Méduse. Son corps possède des cellules urticantes capables de paralyser ses proies ; son poison est uniquement destiné aux êtres planctoniques portés par les eaux littorales. Lorsque la méduse entre en contact avec un autre animal, un tube fin enroulé en spirale sort de la cellule urticante et perce la peau de l’autre animal. L’extrémité de ce tube éclate alors à l’intérieur de l’animal en libérant un poison capable de paralyser.
Un
groupe s'agite sur le sol : des poissons fuselés de la taille
d'un doigt fouillent avec énergie entre les grains
de sable à l'aide de deux barbillons blancs mobiles recourbés
en forme de pics souples fixés sous la mâchoire. Une fois
dénichés des animalcules
invisibles au milieu d'un nuage de limon, ils fondent dessus
en un frétillement de tout le corps. Je les observe un moment
: ils explorent un endroit, puis partent ensemble un peu plus loin et
recommencent leur
manège. Ceux-là gagnent leur nourriture à la sueur
de leur front. Ce n'est pas le cas de tous les poissons. En levant la
tête pour regarder
à travers l'épaisseur de la mer translucide, un scintillement
intermittent m'alerte. Comme une pluie d'étoiles filantes ou un
résidu de feu d'artifice,
un banc de poissons minuscules évolue avec calme et coordination.
Ils sont
presque
invisibles
et n'apparaissent
que par les reflets qui jouent parfois sur leurs corps incolores.
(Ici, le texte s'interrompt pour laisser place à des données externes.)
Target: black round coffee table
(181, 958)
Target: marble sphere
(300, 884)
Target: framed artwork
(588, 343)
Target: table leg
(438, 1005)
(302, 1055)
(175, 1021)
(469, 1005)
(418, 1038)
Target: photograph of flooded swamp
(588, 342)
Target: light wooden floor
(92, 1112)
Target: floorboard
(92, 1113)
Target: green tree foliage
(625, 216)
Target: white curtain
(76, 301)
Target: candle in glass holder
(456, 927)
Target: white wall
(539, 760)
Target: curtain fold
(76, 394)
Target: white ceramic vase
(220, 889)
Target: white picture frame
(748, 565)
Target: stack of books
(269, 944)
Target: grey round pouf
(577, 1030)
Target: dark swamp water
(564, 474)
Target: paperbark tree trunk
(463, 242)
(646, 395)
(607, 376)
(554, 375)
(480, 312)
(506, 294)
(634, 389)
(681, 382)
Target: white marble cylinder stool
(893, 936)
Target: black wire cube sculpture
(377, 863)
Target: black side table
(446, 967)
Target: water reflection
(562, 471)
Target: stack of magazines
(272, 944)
Si
j'avance vers eux, ils progressent un peu plus vite et s'écartent
en douceur, restant toujours à une distance de sauvegarde de mes
mains trop curieuses.
Des
poissons plats bariolés et cerclés d'anneaux noirs allant
de la taille d'une solette à celle d'une grosse limande, mais
nageant en position verticale, broutent les algues en compagnie d'autres
poissons fuselés également
fortement teintés
de couleurs vives ou sombres : par petits bonds vifs ils happent leur
nourriture
pourtant placide, fixée
au rocher mais en mouvement permanent sous l'action
des courants. Ils se faufilent à travers la forêt de longues
herbes vert foncé qui ondulent au rythme de la houle. Dans les
eaux trop fréquentées,
celles-ci dépérissent en prenant une teinte paille tachetée
de blanc sous l'effet
probable
d'une pollution chimique
invisible
induite
par
les nombreux bateaux
de
plaisance.
Nicolas relate qu'il doit retirer presque tous les jours de la plage de l'hôtel où il travaille des boulettes de bitume provenant de bateaux qui ont dégazé de façon illicite au large des côtes. Certaines plages non entretenues sont jonchées de ces herbes pourrissantes et malodorantes mêlées à des détritus divers, plastiques, poutres ou bouts de cordages effilochés. C'était l'un de nos premiers contacts avec les plages corses et cela m'a dégoûtée : il fallait franchir un espace fangeux qui noircissait les pieds, puis affronter le contact d'une eau gluante peu profonde encombrée de ces longues feuilles qui se frottaient aux jambes pour s'y coller. Auparavant, nous avions dû zigzaguer entre les bouses de vaches. Ces animaux errent quasi librement paraît-il, et nous les avons aperçues en repartant allongées à l'ombre des arbres à deux mètres de la mer, derrière les estivants qui bronzaient au soleil.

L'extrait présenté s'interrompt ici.